Nous pouvons apprendre à être résilients.

L’adversité ne nous rend pas toujours plus résilients, mais nous pouvons apprendre

Nous nous sommes habitués à qualifier les expériences – comme les émotions – de “bonnes” ou “mauvaises”. Ce genre de situation fait que beaucoup de gens deviennent intolérants à l’égard de tout ce qui se classe dans la dernière extrémité. Et en soi, cela est compréhensible.

Nous préférons la stabilité, la complaisance, l’harmonie de cette vie quotidienne dans laquelle nous nous donnons du plaisir, jouissons de cette normalité dans laquelle rien n’est en désaccord et tout est en équilibre.

Cependant, lorsque l’inattendu arrive, le fil des problèmes et le rugissement de la difficulté sont fréquents, faisant apparaître un blocage. On se retrouve à bout de souffle et sans ressources psychologiques pour avancer dans la tempête.

L’adversité ne nous rend pas toujours plus résilients, car nous ne savons pas tous comment l’activer. De plus, il y a des moments où ce que nous avons devant nous est un moment de grande dureté que tout le monde ne parvient pas à surmonter. Allons un peu plus loin.

La résilience, ce n’est pas affronter l’adversité, c’est “naviguer” avec elle

Souvent, lorsque nous parlons de résilience, il est courant d’utiliser la métaphore du phare. Nous visualisons une mer agitée avec des vagues violentes qui attaquent cette construction dont la résistance est infinie. Quels que soient les vents, les tempêtes et la force de mille océans, ce phare peut résister à tout.

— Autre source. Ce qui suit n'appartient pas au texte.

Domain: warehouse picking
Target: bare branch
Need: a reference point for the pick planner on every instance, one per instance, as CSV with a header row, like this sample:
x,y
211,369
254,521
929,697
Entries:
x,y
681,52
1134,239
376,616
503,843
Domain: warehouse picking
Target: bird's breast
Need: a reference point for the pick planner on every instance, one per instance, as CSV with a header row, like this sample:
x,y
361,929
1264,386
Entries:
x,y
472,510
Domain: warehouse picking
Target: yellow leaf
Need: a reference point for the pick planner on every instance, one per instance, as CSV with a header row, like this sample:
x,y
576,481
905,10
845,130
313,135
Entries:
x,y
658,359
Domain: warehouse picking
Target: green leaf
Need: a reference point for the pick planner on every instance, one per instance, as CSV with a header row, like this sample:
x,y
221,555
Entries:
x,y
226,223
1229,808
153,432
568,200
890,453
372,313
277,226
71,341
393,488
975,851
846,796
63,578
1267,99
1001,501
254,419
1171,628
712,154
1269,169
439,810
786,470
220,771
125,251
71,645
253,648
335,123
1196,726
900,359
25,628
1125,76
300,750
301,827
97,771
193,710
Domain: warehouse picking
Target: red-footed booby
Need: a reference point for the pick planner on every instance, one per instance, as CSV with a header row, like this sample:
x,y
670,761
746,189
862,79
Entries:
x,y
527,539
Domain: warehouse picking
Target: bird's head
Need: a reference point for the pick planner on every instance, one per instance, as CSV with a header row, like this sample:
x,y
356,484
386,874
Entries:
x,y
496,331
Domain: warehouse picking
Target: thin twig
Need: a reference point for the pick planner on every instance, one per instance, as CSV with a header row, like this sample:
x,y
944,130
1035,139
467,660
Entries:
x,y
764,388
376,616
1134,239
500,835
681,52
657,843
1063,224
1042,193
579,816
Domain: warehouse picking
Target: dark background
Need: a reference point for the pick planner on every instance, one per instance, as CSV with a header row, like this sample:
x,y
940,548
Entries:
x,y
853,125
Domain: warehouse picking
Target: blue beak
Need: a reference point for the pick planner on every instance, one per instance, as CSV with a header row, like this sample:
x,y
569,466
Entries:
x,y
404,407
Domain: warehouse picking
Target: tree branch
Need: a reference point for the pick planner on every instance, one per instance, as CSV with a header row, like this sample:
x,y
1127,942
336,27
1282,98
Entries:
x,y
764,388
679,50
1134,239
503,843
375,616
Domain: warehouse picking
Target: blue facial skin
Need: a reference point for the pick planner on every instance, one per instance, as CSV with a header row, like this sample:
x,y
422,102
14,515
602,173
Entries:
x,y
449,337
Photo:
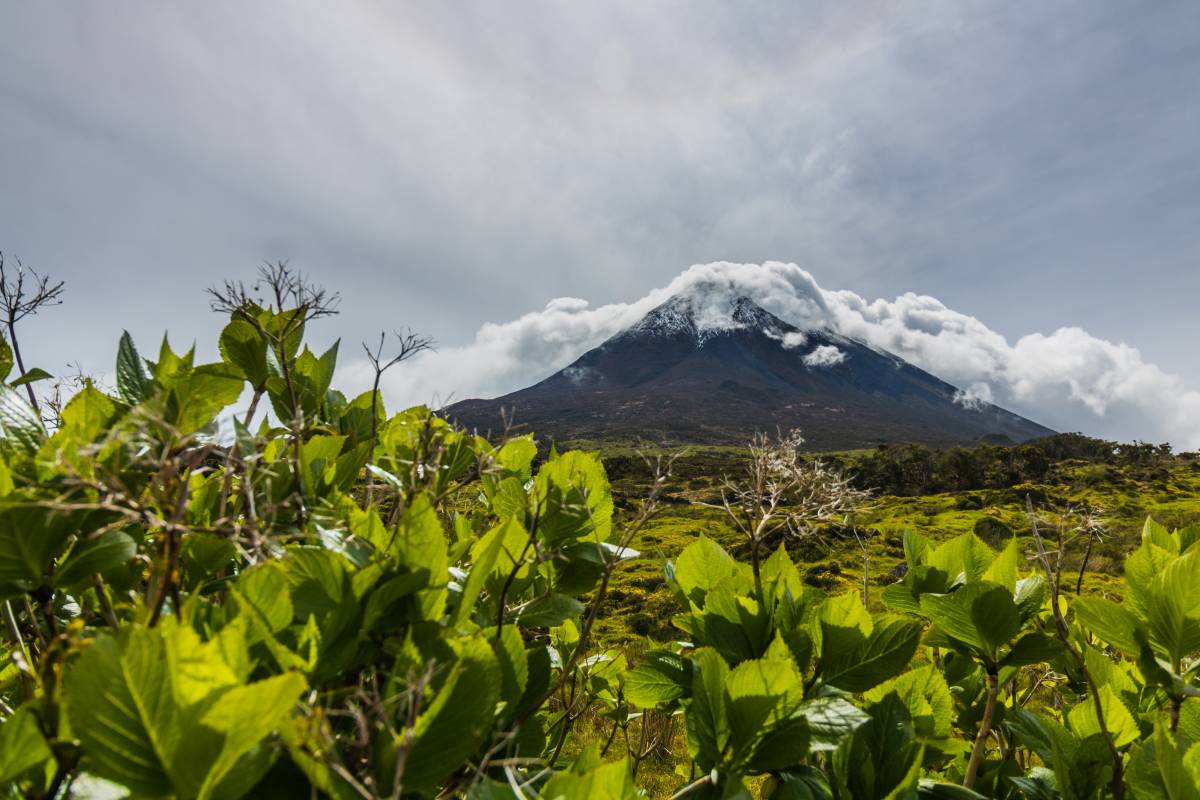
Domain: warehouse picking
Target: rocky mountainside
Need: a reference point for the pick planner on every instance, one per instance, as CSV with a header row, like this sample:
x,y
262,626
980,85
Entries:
x,y
681,376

Cette métaphore sur la résilience est erronée. Nous devrions plutôt utiliser une vision un peu moins héroïque, un peu moins lumineuse et inspirante. Il est préférable de suivre la leçon de la “bouée de mer”. Elle se compose des éléments suivants :

  • Au lieu de combattre les vagues (l’adversité), nous devons nous déplacer avec elles comme le font les bouées de mer.
  • Vous devez maintenir votre flottabilité, c’est-à-dire votre clarté mentale et votre tempérance pour traverser ces jours de tempête.
  • La véritable clé est d’avoir quelque chose à quoi s’accrocher (avoir une ancre).
  • Cet ancrage intérieur est également constitué de nos pensées, attitudes et comportements. Ils sont ce qui nous retient et nous aide à traverser ces jours difficiles.

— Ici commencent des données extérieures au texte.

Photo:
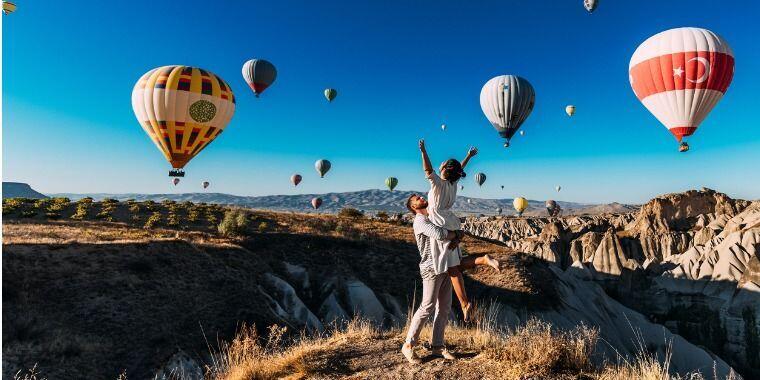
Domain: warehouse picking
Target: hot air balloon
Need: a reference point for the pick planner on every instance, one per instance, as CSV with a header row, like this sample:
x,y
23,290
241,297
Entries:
x,y
259,74
391,183
680,75
330,94
520,205
590,5
507,100
552,208
8,7
480,178
182,109
322,166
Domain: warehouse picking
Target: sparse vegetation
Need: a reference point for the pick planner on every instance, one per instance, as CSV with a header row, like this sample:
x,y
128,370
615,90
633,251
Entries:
x,y
235,223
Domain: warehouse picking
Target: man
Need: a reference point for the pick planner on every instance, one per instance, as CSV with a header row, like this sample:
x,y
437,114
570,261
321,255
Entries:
x,y
436,288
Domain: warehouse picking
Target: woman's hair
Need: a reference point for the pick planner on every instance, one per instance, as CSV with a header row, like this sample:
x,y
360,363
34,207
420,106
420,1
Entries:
x,y
454,170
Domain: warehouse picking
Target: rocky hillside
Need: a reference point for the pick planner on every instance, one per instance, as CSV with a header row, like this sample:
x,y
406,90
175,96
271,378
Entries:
x,y
366,200
20,190
686,260
146,287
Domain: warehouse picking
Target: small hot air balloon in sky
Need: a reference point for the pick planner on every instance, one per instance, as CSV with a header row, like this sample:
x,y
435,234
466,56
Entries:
x,y
330,94
391,183
182,109
680,75
590,5
8,7
322,166
259,74
520,204
507,100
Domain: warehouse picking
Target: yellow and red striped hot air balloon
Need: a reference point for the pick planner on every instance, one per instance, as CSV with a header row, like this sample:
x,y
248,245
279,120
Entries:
x,y
680,75
182,109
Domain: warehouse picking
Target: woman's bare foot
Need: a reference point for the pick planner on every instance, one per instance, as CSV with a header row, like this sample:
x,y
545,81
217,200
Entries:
x,y
466,310
493,263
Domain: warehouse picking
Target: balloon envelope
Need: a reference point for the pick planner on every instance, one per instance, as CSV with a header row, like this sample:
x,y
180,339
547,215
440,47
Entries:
x,y
590,5
182,109
680,75
322,166
330,94
520,204
507,100
259,74
391,183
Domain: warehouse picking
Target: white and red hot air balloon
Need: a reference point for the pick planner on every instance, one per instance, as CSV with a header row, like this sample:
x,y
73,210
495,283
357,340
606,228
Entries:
x,y
680,75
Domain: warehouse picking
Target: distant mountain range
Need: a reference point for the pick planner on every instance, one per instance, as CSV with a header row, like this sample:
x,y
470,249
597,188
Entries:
x,y
20,190
366,200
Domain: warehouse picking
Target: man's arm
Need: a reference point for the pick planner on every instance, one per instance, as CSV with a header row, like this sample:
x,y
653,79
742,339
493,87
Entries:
x,y
426,165
434,232
470,154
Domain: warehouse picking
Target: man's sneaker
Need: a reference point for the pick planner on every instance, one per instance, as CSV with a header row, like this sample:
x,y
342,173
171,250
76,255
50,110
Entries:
x,y
443,352
409,354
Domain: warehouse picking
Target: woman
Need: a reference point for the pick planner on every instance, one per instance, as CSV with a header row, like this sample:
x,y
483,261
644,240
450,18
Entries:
x,y
447,256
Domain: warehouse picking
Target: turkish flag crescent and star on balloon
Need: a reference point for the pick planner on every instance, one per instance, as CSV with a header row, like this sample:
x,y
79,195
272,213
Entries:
x,y
680,75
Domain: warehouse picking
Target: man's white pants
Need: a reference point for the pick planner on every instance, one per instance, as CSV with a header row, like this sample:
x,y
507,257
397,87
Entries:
x,y
436,298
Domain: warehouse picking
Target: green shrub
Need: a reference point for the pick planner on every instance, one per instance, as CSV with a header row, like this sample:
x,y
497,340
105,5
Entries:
x,y
153,220
235,223
350,212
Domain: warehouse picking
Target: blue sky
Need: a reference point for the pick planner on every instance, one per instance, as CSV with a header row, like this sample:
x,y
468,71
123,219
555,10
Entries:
x,y
401,68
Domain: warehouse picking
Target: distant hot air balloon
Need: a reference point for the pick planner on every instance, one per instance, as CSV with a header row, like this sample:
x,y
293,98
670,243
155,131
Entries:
x,y
507,100
590,5
330,94
259,74
322,166
680,75
520,204
391,183
182,109
8,7
552,208
480,178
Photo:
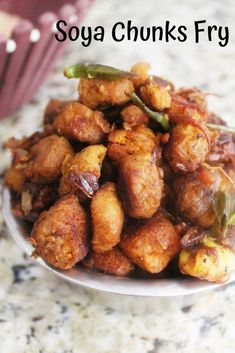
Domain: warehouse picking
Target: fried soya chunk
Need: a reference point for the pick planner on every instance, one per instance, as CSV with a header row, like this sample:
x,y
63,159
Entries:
x,y
53,108
193,95
187,148
140,186
194,194
113,262
222,147
185,105
155,96
122,143
60,234
46,158
82,172
94,92
133,116
107,218
79,123
152,245
34,199
140,69
14,178
162,82
208,261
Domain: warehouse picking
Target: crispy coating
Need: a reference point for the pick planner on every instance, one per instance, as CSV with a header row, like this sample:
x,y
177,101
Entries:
x,y
34,199
152,245
141,69
140,186
113,262
194,194
107,218
193,95
94,92
208,260
155,96
82,172
182,109
14,178
133,116
162,82
122,143
46,158
187,148
79,123
59,235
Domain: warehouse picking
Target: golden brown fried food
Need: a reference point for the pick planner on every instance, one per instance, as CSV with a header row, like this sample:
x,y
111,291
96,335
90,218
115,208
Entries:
x,y
140,69
46,158
94,92
133,116
193,95
34,199
79,123
107,218
208,260
14,178
195,192
155,96
113,262
60,234
122,143
152,245
140,186
182,109
82,172
187,148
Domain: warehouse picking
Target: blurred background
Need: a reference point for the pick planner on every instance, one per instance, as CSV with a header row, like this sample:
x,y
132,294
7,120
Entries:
x,y
206,324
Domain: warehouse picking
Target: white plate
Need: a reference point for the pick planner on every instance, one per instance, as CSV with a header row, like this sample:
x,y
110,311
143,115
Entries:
x,y
101,282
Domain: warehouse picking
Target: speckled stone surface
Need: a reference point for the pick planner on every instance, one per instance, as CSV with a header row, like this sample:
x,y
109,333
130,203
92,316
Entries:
x,y
42,314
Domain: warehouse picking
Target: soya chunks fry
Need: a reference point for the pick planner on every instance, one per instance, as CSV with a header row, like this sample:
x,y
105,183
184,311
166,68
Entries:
x,y
46,159
188,147
107,218
82,173
94,92
194,194
122,143
208,260
113,262
79,123
60,234
140,186
151,245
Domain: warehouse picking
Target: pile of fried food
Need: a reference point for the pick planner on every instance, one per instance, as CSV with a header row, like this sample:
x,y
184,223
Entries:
x,y
135,178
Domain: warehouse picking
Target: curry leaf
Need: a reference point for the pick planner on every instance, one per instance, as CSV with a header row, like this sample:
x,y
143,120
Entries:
x,y
97,71
162,119
224,208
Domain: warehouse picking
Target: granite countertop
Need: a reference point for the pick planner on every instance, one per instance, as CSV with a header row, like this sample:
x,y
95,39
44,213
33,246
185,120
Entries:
x,y
40,313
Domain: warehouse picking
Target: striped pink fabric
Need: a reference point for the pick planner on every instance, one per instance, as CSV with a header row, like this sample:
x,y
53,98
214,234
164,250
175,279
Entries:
x,y
24,70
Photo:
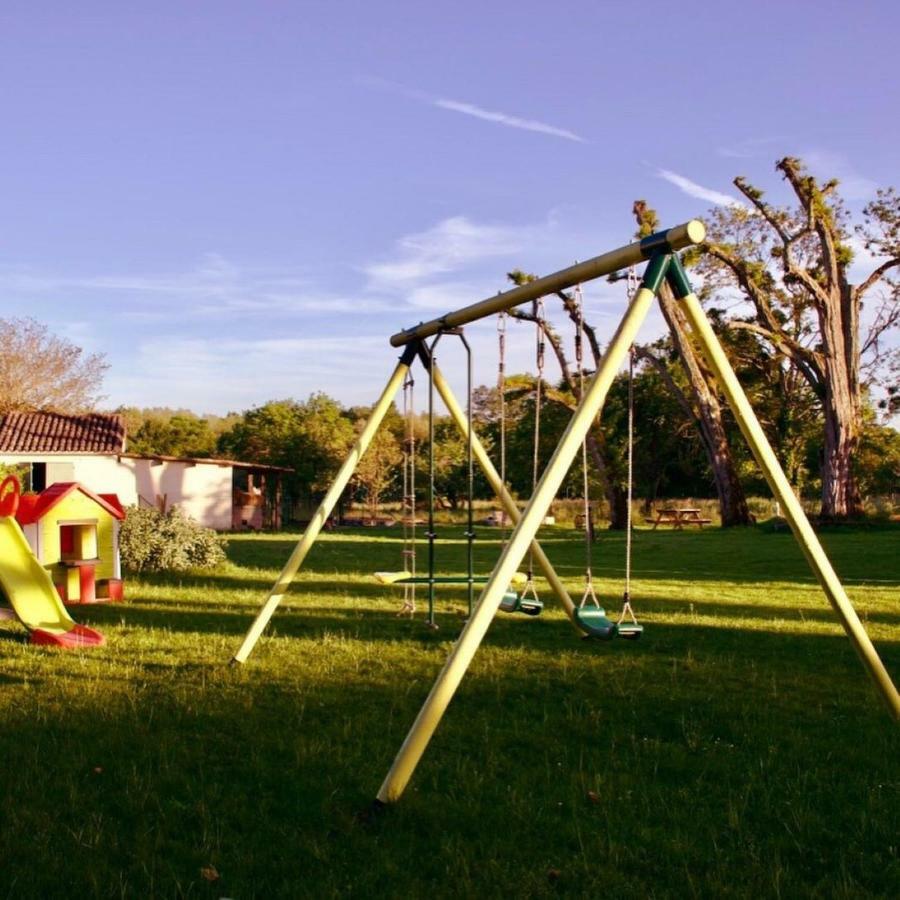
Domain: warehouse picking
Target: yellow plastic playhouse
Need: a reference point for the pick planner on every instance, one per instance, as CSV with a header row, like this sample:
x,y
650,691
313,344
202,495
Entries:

L’adversité ne nous rend pas toujours plus résilients (il y a des processus qui prennent du temps)

L’adversité ne nous rend pas toujours plus résilients. Parfois, les jours difficiles ne sont que cela, des jours compliqués qui nous font tomber pendant un moment, sans nous donner de leçons. D’autres fois, nous ne pouvons pas activer la résilience parce que nous manquons de ces points d’ancrage, de ces ressources d’adaptation.

  • Il y a des moments où nous tombons au milieu de l’adversité. Le fait que cela se produise est plus normal que nous le pensons.
  • S’il n’en était pas ainsi, il n’y aurait pas de psychologues, de psychiatres ou de tout autre spécialiste de la santé mentale. Parce que nous ne sommes pas des héros, nous ne sommes pas des balises qui résistent à tout. Nous sommes des êtres humains, faillibles, qui tombent parfois.
  • Il est parfaitement normal d’avoir besoin d’autres experts pour nous donner les outils nécessaires pour faire face à ce qui fait mal.
La résilience est une question de perspective.

Certaines personnes peuvent tout gérer, d’autres aspirent simplement à survivre

L’adversité ne nous rend pas toujours plus résilients, c’est vrai. De plus, il y a ceux qui sont immensément habiles dans ces circonstances : non seulement ils font face à toute difficulté, mais ils en profitent même. D’autres, en revanche, se limitent à être en mode de survie. C’est-à-dire endurer ce qui se passe, se maintenir à flot pour ne pas dériver.

Soyons clairs, les deux situations sont tout aussi acceptables et admirables. L’objectif, dans tous les cas, lorsque les jours sombres arrivent, est d’en sortir avec une bonne santé physique et mentale. C’est là le véritable succès et notre véritable objectif.

Certains franchiront ce seuil avec de meilleures ressources et de nouveaux gains. D’autres n’éprouveront que du soulagement d’avoir quitté ce brouillard pour entamer une nouvelle phase.

L’une ou l’autre de ces deux circonstances est appropriée. L’important est de continuer à naviguer, de continuer à avancer vers un horizon d’espoir.